I have tried to put together some different thoughts here so that you can challenge your own ideas and views before launching or pouring money into any digital plan.

Digital/Social Media is definitely a channel choice but it should not be taken without asking any question.

The key to a successful marketing campaign is to put the right message at the right time in the right channel, which is why insight and data is so important. Like all other channels we, as marketers, need to look at the return on investment and decide if Facebook is a good fit.”

Illusions and delusions

In marketing or any business field people often lean towards new happening or buzz ideas. Like many other fields currently marketing world’s new buzzwords/topics are: Content Marketing, Social Media, Digital Marketing, Big Data, Predictive Analytics, and Cloud Computing, Storytelling etc.

“If you go back to ten or twelve years, we were told that people would want to interact with advertising. This has turned out to be a complete fantasy,” Bob Hoffman notes. Social media marketing, too, has proven a festival of cringe, rooted in a “fantasy of brand love” in which consumers will jump to “join the conversation” about every two-bit product. But “no one in their right mind” wants to engage with advertising, he mentions these are delusions.

Digital space is always an illusion. Today something is very hot and tomorrow it has got no value at all. People tend to believe less in digital contents. Like human psychology, we are fickle-minded and so does our online activities. Digital impressions are very transient.

“A lost generation” of marketing leaders?

Recently in an internal study at Unilever Global found out 92% of marketing team members had taken training on digital marketing. Indicating this, Unilever chief marketing and communications officer Keith Weed, in the Festival of Marketing 2016, is urging “a lost generation” of marketing leaders to tool up for digital or risk getting left behind.

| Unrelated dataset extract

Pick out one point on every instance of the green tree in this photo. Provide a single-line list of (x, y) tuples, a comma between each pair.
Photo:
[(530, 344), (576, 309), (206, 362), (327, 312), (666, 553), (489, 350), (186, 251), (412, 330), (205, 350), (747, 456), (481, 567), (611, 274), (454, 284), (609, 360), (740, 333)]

He mentioned “we have three versions of people. On one side we have the digital natives who have been born and brought up in a digital world. On the other side we have people like myself in my 50s who have children in their 20s and if I didn’t engage with them on digital platforms I wouldn’t have a relationship with my children. “In the middle, we have what I call the ‘lost generation’, people in their late 30s and early 40s who don’t yet have grown up children who are digital natives and aren't digital natives themselves. These are the very people who are leading so many of our brands and businesses, and they’re bluffing too much about digital!”

In order to take digital marketing mainstream, he suggested doing marketing in a digital world rather than doing digital marketing. He did not mention anything regarding digital marketing’s effectiveness. In global markets, digital marketing is still running like infant industry where people are learning things by doing every day.

Conclusion

Facebook ads are good for mass and precision targeting. In Bangladesh online literacy rate and consumer behavior is yet to be shaped. We shall experience a matured digital space over the next couple of years. The good thing is, digital marketing is growing fast and getting effective! At the same, we need to understand challenges and limitations of digital mediums.

For mass brands and FMCG products getting in front of as many consumers as possible is the key. So, mass advertising and mass media are appropriate. Kevin McNair, BritVic, GB Marketing Director, says that tight audience targeting is right for some brands but less so for FMCG companies.

Brands will ultimately have to find the right balance. Marketers need to consider platform, context, and content to successfully communicate to their desired audience. In that case, digital marketing is just a channel choice. That said, we can't afford to be conclusive about any medium or channel but we can always raise critical questions.

Update: This story has been updated for clarity.